About 1920 two new factors arose the development of the cheaper calcium arsenate dust and the use of the airplane to apply insecticides.

THE BOLL WEEVIL had become established in the South, but repeated applications of calcium arsenate reduced its damage. The land of cotton covered more territory than the fruit areas; calcium arsenate was just as toxic as the sprays used in orchards; consequently losses of bees were more extensive. Not uncommonly did beekeepers lose 500 colonies in a season. The choice was to move the bees or go out of business. Moving often meant transporting several truck loads of hives 100 miles or more to strange and less profitable honey locations; besides, the beekeeper often would not know whether insecticides were being applied in the locality until he saw a dusting plane or found an apiary already poisoned. Beekeeping in cotton areas declined. Most beekeepers quit, some moved to distant areas, and a few developed specialties, such as rearing queens away from the cotton areas.

Arsenicals applied on crops elsewhere caused corresponding losses of bees, even though the crops (such as tomatoes, potatoes, or lettuce) were unattractive to bees. The reason was that the dust was drifting onto plants attractive to bees along the borders or outside the treated fields. Analyses disclosed that, regardless of place or method of application, all arsenicals were highly toxic to bees about one-third of a part per million of the bee's body weight was enough to cause death. Furthermore, any arsenical carried into the hive with pollen on the bee's legs and stored for future food remained poisonous for months.

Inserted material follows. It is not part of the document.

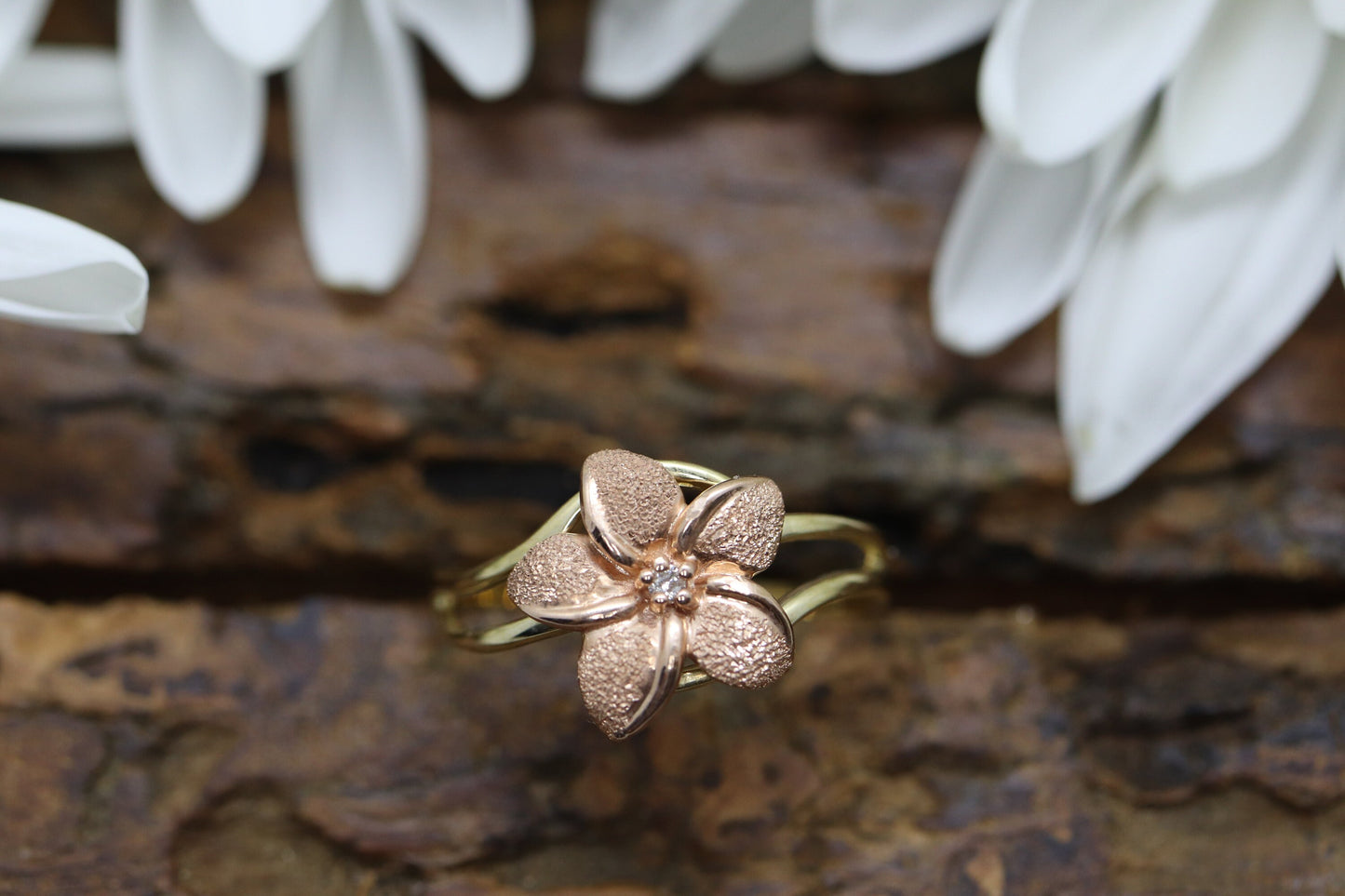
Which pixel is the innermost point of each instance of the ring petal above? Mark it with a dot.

One would expect that some of the enormous quantities of insecticides applied on cultivated crops would show up in honey. That is not the case. Nectar is carried in the honey sac, a specialized part of the alimentary tract. When the nectar contains poison, the carrier is quickly affected. Instead of returning to the hive, the bee attempts to throw off the effect of the poison and becomes lost or dies in the field. Should the bee return with a load of Poisoned nectar there is a second safety factor. Every drop of nectar is rehandled by the hive bees, which are exposed to poison longer than the field bees. Hive bees tend to leave the colony when poisoned, carrying with them the Poisoned nectar. It is therefore unlikely that poisons would ever be stored with honey. Chemical analysis of honey stored in the brood nests of colonies affected with arsenical poisoning has failed to reveal any trace of arsenic.

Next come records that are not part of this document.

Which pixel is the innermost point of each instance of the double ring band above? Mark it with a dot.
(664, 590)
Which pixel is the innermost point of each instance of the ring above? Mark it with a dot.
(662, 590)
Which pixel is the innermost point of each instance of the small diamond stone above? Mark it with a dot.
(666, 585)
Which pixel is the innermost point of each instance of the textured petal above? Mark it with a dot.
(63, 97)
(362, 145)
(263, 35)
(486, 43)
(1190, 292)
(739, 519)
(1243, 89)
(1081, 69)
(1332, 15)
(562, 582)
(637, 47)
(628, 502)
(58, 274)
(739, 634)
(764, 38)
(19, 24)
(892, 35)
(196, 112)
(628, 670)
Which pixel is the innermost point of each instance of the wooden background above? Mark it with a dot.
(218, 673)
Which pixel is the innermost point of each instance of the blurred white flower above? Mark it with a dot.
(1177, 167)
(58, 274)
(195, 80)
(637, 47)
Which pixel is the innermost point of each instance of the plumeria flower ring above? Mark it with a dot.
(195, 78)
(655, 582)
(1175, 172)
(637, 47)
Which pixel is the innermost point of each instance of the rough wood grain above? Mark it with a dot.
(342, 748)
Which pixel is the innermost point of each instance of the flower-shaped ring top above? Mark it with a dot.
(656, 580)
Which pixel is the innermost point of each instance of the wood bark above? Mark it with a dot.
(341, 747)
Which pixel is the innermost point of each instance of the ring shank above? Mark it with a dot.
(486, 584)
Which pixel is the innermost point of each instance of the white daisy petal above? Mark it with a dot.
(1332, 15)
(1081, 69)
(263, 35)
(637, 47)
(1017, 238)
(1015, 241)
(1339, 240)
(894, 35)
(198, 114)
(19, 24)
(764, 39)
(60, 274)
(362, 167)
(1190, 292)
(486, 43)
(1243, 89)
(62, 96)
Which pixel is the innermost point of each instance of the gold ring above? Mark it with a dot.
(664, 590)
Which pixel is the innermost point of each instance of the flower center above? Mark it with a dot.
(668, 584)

Calcium arsenate was used in increasing amounts until 1946. Other materials were below it in volume or toxicity. The arsenicals are some 50 times more toxic to bees than cryolite. Large amounts of sulfur were used, but as applied to field crops it is safe for bees. Several plant derivatives nicotine, pyrethrum, sabadilla were applied, but losses were minor as they are safe for bees within a few hours after application.

Since 1946 the synthetic insecticides have brought new problems. They differ in relative killing powers and affect colonies differently. Some, like the arsenicals, cause a large number of bees to die near the hive entrance. Others, like chlordane, cause the bees to die in the field away from the hive. Benzene hexachloride causes bees from affected colonies to be furiously mean. DDT causes slight stupefaction. Lethal effects from exposure to dieldrin may continue for a week and from parathion (less toxic than dieldrin but very dangerous) for 2 to 4 days. Losses from applications of toxaphene may be negligible.

Toxaphene, the least dangerous to honey bees, gives good control of a number of harmful insects. Applied to such crops as alfalfa, the protected crop produces more flowers actually a benefit to the honey bees. That consideration led to the establishment by the Department of Agriculture of a laboratory at Tucson, Ariz., in 1949 to study the effects of insecticides on bees.